Jack Kerouac’s On the Road: Whither Thou Goes in Thou Shiny Car

Jack Kerouac's On the Road is not gentle. It won't wait for you to call out of work, cancel appointments, or pay bills; it won’t wait for you to tell your spouse, "I just can't make it home tonight, dear." No, instead you're tossed into a shabby Ford and driven off at 110 mph, and as you sit up, straighten your collar, and look at the madman behind the wheel, all you can ask is, "Whither thou goes, America, in thou shiny car in the night?"

In 1947, Sal Paradise meets Dean Moriarty. He's instantly impressed by Dean, enchanted by his passion for life. So when Dean leaves for Denver, Sal promises himself that he, too, will soon make the pilgrimage west; and so begins his life on the road. For the next three years, Sal crosses and re-crosses America with little money, searching for "IT" (i.e. a meaning to life and God). He covers the whole country via the road -- big cities and small towns, countrysides and mountain ranges -- stopping only to visit friends and pick up hitchhikers. But of course, Sal isn't alone in this; in fact, he's not even usually the leader. That title belongs to the Denver madman himself, Dean Moriarty.

At times, Dean is enigmatic like Gatsby; crazed like Ahab; wild, youthful, and without family (though, also likewise, with a long-lost drunken father) like Huck Finn. But he's not just some literary hodgepodge, either (which would've been fascinating enough), but rather has something entirely unique to himself: madness. You see, Dean is mad to live and talk, mad to "dig" jazz and girls, mad to experience everything.
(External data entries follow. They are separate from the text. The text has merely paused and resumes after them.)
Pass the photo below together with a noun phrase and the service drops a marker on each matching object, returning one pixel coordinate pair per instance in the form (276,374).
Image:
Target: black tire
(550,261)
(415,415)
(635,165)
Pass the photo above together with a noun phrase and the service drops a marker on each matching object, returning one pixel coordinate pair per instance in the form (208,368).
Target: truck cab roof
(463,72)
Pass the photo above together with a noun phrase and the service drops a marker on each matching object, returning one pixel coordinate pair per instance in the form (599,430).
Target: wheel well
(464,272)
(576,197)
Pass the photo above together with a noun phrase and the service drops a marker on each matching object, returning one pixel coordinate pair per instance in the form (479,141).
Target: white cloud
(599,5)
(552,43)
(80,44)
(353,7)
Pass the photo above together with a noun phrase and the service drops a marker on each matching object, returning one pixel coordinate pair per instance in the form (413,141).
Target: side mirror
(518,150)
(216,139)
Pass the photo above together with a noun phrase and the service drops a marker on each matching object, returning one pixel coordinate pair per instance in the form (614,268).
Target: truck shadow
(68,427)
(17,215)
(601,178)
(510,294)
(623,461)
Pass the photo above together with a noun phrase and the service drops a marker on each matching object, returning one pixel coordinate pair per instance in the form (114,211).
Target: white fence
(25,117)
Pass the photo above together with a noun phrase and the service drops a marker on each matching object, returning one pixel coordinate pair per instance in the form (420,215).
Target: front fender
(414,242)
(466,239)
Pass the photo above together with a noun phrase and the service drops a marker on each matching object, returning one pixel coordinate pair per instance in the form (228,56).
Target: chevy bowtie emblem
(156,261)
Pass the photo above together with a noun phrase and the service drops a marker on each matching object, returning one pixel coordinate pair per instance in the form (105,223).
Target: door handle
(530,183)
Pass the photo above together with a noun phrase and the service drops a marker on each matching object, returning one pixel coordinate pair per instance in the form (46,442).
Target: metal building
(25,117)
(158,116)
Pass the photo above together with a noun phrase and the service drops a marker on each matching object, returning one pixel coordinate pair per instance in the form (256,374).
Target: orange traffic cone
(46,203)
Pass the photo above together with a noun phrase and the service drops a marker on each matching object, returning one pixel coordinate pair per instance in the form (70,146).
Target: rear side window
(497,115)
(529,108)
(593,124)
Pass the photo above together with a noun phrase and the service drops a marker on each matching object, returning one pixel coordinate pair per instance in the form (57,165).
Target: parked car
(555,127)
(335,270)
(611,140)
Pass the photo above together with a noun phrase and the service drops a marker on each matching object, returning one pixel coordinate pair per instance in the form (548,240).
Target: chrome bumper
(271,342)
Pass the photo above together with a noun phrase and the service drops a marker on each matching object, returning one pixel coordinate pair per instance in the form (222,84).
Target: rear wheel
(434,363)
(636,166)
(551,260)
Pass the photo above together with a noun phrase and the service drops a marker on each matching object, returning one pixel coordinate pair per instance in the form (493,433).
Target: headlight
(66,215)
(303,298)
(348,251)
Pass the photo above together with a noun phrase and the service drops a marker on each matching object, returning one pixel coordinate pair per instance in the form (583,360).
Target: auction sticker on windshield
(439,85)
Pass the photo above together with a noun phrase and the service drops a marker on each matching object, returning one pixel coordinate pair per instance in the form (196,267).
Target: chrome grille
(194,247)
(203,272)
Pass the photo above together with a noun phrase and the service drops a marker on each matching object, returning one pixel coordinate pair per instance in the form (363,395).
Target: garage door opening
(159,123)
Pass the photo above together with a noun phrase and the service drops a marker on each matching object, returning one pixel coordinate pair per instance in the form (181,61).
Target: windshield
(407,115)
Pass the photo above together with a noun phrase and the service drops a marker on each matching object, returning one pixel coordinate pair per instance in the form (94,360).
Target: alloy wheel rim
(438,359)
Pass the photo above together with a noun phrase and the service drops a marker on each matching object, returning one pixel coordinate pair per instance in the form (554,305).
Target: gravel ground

So much so you often wonder, "Is this madness or psychosis?" (And is there a difference?) This is why Dean leads the way, and why Sal stays loyal to him, even when warned of Dean's destructiveness, even when, time and again, Sal witnesses this destruction and its victims, namely Dean's abandoned wives and families.

Like his characters, Jack Kerouac's prose is both rapid and expansive. His sentences twist and turn like the roads that snake across the country and take seemingly improvised, and very jazz-like, detours along the way: small adventures of their own.

Upon publication, Kerouac was hailed the voice of the Beat Generation. Although he wrote other books (e.g., The Dharma Bums and Big Sur), On the Road proved Kerouac's most enduring and powerful, influencing the likes of Hunter S. Thompson and Bob Dylan. A movie adaption of On the Road starring Kristen Stewart, Garrett Hedlund, and Sam Riley is due out in 2012.